ドイツQimonda AGは,米国時間の2008年12月15日に開幕するIEDM 2008で,炭素の同素体を用いた次世代の不揮発性メモリ技術について発表する(講演番号21.4)。同社によれば,「分子のスケールが2~3nmと小さい。メモリの最小単位の寸法が30~40nmより小さくならない相変化メモリ用材料よりも,ずっと高密度なメモリを実現できる可能性がある」という。

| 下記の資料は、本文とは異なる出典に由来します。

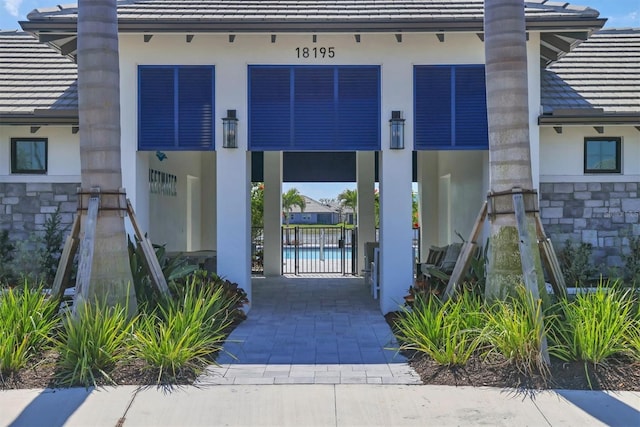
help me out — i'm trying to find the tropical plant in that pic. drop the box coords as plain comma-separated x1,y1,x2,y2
73,0,137,317
549,281,636,365
393,293,484,366
128,236,197,311
0,283,58,375
337,188,357,225
131,285,232,383
282,188,306,226
171,270,248,324
251,182,265,229
482,285,552,378
55,301,135,387
484,0,546,301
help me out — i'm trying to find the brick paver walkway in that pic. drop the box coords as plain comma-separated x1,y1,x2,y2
198,276,422,385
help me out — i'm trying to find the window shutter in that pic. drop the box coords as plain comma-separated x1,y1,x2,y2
249,66,380,151
337,67,380,150
454,66,488,148
249,67,292,150
293,67,336,150
415,65,488,150
139,67,175,150
178,67,214,149
415,66,452,149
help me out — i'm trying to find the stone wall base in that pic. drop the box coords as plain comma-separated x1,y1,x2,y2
0,182,79,242
540,181,640,269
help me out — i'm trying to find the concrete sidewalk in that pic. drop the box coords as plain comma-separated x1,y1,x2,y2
1,385,638,427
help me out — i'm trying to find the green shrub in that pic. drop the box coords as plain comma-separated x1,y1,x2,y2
558,240,598,286
172,270,248,323
393,292,484,366
623,236,640,285
128,236,197,312
0,230,15,283
55,302,136,387
0,283,58,374
131,285,232,383
550,280,636,364
482,285,552,377
41,208,67,285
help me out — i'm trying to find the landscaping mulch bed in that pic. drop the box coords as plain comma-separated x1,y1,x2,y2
385,313,640,392
0,351,198,390
407,352,640,391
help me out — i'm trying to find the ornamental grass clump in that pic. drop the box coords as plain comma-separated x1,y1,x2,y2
482,285,552,378
132,285,232,384
628,299,640,360
393,292,484,366
0,282,58,375
55,302,136,387
550,280,636,365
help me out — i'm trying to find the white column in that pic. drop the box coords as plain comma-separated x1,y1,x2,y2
379,148,414,314
416,151,439,257
263,151,283,276
201,152,217,250
216,139,251,310
357,151,376,273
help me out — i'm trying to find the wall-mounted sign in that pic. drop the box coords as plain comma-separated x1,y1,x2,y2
149,169,177,196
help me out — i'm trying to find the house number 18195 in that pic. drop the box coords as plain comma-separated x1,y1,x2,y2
295,47,335,58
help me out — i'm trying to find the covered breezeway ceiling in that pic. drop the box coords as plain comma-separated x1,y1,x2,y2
251,151,418,183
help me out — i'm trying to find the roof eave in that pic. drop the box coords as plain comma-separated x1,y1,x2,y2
20,17,607,34
538,114,640,126
0,110,79,126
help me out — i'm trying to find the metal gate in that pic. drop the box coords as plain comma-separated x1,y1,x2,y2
282,226,357,275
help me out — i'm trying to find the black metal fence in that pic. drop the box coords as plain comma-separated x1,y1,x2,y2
250,226,421,276
282,226,357,275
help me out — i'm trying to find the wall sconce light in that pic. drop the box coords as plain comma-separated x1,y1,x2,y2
222,109,238,148
389,110,405,149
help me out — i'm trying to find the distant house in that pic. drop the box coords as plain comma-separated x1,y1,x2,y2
286,196,354,225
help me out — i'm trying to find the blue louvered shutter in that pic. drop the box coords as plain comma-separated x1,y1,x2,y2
415,66,452,149
249,67,292,150
454,66,488,148
337,67,380,150
177,67,214,149
293,67,335,150
249,66,380,151
139,67,175,150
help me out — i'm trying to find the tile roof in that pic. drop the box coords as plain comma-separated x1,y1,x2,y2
25,0,601,28
541,29,640,116
289,195,353,214
0,31,77,122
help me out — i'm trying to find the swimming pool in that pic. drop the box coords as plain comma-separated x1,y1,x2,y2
282,246,353,260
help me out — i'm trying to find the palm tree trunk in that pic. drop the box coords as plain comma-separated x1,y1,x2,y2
484,0,545,301
74,0,137,316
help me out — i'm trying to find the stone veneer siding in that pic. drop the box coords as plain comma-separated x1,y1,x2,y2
540,182,640,269
0,182,79,243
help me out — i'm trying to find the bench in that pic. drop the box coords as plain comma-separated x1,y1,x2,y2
417,243,463,292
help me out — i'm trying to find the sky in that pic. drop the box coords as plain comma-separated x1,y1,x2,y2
2,0,638,201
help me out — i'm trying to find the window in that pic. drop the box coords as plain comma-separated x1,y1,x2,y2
584,137,621,173
11,138,47,174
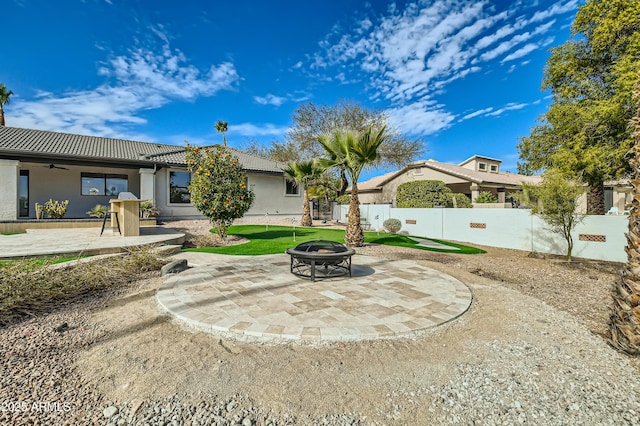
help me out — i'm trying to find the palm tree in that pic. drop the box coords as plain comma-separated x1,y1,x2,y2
215,120,228,146
0,83,14,126
318,126,389,246
610,79,640,355
283,160,324,227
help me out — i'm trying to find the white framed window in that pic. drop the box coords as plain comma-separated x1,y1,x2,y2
478,162,487,172
285,180,300,196
490,164,498,173
413,167,422,175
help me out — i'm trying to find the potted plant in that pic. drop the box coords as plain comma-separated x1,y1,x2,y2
139,201,160,218
35,203,45,219
86,204,109,218
43,199,69,219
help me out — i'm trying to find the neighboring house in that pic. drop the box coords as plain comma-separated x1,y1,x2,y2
356,155,633,214
0,126,302,220
356,155,542,207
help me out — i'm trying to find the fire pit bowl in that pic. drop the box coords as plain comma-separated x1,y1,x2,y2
286,240,356,282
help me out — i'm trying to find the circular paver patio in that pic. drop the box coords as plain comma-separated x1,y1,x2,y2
157,253,472,343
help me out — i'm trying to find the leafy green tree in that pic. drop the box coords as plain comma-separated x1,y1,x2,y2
283,160,324,227
185,145,254,240
610,74,640,355
522,169,584,261
0,83,14,127
215,120,228,146
452,193,472,208
518,0,640,214
318,126,390,246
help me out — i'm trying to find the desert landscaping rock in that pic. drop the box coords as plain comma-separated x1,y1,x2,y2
1,219,638,425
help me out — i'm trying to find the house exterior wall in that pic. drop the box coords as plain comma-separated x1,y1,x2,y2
378,167,470,205
17,162,141,219
0,160,20,220
154,168,302,219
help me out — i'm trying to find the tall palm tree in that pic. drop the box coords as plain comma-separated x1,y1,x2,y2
215,120,228,146
610,79,640,355
318,126,389,246
0,83,14,127
283,160,324,227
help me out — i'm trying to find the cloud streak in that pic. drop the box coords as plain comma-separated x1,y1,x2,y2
11,31,239,139
312,0,578,136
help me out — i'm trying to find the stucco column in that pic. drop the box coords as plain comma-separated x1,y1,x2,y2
497,188,506,204
470,184,480,203
0,159,20,220
139,168,156,205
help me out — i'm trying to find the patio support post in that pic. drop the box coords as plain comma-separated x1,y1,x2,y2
139,168,156,206
470,184,480,203
497,188,506,204
0,159,19,220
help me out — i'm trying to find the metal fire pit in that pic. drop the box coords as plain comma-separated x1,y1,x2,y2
286,240,355,282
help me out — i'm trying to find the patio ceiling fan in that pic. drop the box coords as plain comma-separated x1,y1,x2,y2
41,163,70,170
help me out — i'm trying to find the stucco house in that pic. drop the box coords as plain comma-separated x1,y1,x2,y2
0,126,302,221
355,155,541,206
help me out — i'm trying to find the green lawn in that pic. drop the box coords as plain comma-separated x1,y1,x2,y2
184,225,485,255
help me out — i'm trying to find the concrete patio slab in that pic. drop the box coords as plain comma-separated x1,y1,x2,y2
0,226,185,259
158,252,472,343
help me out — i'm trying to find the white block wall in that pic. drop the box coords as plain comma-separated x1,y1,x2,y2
340,204,628,263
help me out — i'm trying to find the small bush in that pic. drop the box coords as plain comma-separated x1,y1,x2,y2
383,218,402,233
335,194,350,204
474,191,497,203
87,204,109,218
43,199,69,218
452,193,473,208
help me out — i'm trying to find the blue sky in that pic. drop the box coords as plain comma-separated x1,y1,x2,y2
3,0,580,181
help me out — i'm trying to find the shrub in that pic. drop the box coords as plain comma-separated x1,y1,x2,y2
140,201,160,218
396,180,452,208
452,193,472,208
186,145,255,240
87,204,109,218
474,191,497,203
335,194,350,204
383,218,402,233
43,199,69,218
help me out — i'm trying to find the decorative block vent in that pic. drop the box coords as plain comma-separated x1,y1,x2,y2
579,234,606,243
470,223,486,229
405,219,417,225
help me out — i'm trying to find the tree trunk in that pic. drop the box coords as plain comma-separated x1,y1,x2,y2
301,189,313,227
587,184,605,215
345,184,364,247
610,80,640,355
0,107,5,126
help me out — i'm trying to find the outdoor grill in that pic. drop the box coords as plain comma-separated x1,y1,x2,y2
286,240,355,282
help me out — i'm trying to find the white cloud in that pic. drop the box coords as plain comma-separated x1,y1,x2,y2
386,101,456,135
253,93,287,106
10,32,239,138
460,107,494,121
309,0,576,136
485,102,528,116
231,122,289,138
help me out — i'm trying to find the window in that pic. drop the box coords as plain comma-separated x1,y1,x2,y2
170,171,191,203
490,164,498,173
82,173,128,196
414,167,422,175
478,163,487,172
285,180,299,196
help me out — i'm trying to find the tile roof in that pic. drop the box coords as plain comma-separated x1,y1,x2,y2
357,159,541,190
0,126,285,174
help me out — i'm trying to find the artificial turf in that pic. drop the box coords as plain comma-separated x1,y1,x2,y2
184,225,485,255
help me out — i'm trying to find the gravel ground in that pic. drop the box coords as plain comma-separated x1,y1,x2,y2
1,219,639,425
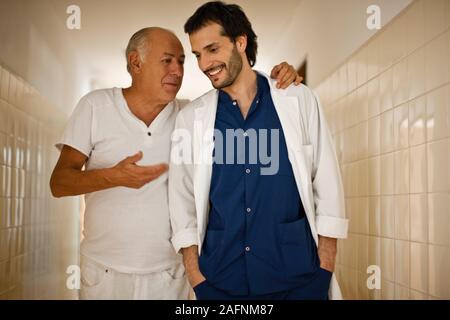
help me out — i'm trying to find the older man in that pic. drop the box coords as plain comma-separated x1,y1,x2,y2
50,27,301,300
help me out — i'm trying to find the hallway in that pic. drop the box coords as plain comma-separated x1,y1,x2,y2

炭素には,ダイヤモンド,黒鉛(グラファイト,グラフェン),カーボン・ナノチューブ(CNT),フラーレンなどさまざまな同素体が存在する。これは,炭素原子の外殻の電子の状態の違いに対応している。同電子がsp2混成軌道を取る場合はグラファイトなど,sp3混成軌道を取る場合はダイヤモンド,といった具合である。

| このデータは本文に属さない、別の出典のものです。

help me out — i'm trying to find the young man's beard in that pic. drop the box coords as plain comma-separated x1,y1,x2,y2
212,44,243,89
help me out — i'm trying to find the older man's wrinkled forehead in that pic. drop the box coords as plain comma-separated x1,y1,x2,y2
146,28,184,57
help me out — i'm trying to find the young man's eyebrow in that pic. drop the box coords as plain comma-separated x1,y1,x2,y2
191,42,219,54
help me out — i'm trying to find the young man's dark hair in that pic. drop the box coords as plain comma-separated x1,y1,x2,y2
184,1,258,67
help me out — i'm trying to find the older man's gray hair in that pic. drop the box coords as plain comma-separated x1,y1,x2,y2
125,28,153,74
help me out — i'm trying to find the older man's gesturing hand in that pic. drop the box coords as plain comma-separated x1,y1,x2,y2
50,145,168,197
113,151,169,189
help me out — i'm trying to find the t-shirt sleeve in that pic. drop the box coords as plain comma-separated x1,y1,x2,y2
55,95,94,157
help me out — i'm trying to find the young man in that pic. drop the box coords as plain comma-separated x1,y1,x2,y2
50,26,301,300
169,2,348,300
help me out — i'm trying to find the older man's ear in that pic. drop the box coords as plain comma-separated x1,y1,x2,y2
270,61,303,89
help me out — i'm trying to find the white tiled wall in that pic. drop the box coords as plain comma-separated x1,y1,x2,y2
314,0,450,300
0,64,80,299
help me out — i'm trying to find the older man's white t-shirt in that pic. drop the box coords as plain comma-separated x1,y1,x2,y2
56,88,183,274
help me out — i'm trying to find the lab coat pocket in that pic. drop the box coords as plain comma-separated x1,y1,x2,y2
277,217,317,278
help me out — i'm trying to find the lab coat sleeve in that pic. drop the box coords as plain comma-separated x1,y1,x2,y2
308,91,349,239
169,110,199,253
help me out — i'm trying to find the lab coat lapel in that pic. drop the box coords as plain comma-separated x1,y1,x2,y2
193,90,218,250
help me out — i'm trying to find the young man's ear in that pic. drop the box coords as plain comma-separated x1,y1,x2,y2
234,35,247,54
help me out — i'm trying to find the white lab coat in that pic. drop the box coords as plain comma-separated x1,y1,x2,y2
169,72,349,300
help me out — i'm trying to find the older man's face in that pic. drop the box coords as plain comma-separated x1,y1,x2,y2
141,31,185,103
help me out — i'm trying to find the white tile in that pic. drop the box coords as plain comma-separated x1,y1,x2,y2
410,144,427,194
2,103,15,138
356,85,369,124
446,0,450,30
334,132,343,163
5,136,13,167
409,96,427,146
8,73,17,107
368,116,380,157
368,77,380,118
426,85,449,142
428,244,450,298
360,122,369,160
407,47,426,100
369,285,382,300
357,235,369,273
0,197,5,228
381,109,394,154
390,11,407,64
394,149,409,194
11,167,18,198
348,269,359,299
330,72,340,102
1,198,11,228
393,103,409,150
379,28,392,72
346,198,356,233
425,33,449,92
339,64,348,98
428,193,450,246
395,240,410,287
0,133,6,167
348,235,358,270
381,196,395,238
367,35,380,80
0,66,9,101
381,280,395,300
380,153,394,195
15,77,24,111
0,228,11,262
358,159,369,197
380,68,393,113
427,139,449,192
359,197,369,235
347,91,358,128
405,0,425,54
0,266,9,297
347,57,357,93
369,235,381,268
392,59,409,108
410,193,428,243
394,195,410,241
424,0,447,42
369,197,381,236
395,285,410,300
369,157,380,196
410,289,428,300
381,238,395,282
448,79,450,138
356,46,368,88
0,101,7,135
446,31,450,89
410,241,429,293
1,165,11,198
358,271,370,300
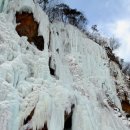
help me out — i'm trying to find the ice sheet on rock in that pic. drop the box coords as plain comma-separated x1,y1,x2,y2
0,0,130,130
50,22,130,130
50,22,121,106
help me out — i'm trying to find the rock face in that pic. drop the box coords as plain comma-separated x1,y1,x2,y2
16,12,44,50
0,0,130,130
16,12,38,42
121,93,130,115
122,100,130,114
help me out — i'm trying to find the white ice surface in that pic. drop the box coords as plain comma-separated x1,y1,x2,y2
0,0,130,130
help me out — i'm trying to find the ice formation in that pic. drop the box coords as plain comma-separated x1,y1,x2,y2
0,0,130,130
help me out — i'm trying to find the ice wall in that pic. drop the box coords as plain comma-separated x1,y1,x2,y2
50,22,130,130
50,22,123,107
0,0,130,130
0,0,9,12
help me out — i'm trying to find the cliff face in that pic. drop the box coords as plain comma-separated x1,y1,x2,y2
16,12,44,50
16,12,38,42
0,0,130,130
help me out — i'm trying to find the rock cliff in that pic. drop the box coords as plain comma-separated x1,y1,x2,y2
0,0,130,130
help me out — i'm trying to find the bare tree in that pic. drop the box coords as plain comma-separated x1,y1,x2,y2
36,0,61,12
36,1,88,30
122,62,130,75
91,25,98,33
109,37,120,50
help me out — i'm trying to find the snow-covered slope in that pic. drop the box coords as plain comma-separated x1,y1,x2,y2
0,0,130,130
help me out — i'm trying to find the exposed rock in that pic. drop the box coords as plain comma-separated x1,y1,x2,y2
33,36,44,51
64,104,74,130
49,57,56,76
24,108,35,125
16,12,44,50
64,112,72,130
105,47,121,69
122,96,130,114
16,12,38,42
41,124,48,130
122,100,130,114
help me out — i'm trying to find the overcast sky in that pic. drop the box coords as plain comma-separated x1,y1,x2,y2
64,0,130,62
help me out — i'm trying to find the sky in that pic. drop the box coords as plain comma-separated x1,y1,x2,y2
64,0,130,62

Qimonda社はこれらの同素体を電流を流すことで切り替える技術を開発した。具体的には,CNT,黒鉛のような導電性炭素,ダイヤモンドのような絶縁性炭素の3態の間で状態を切り替えられるとする。現時点では研究はまだ初期段階だが,状態の切り替えの応答速度や切り替えの回数は次世代メモリとして十分な可能性を示しているという。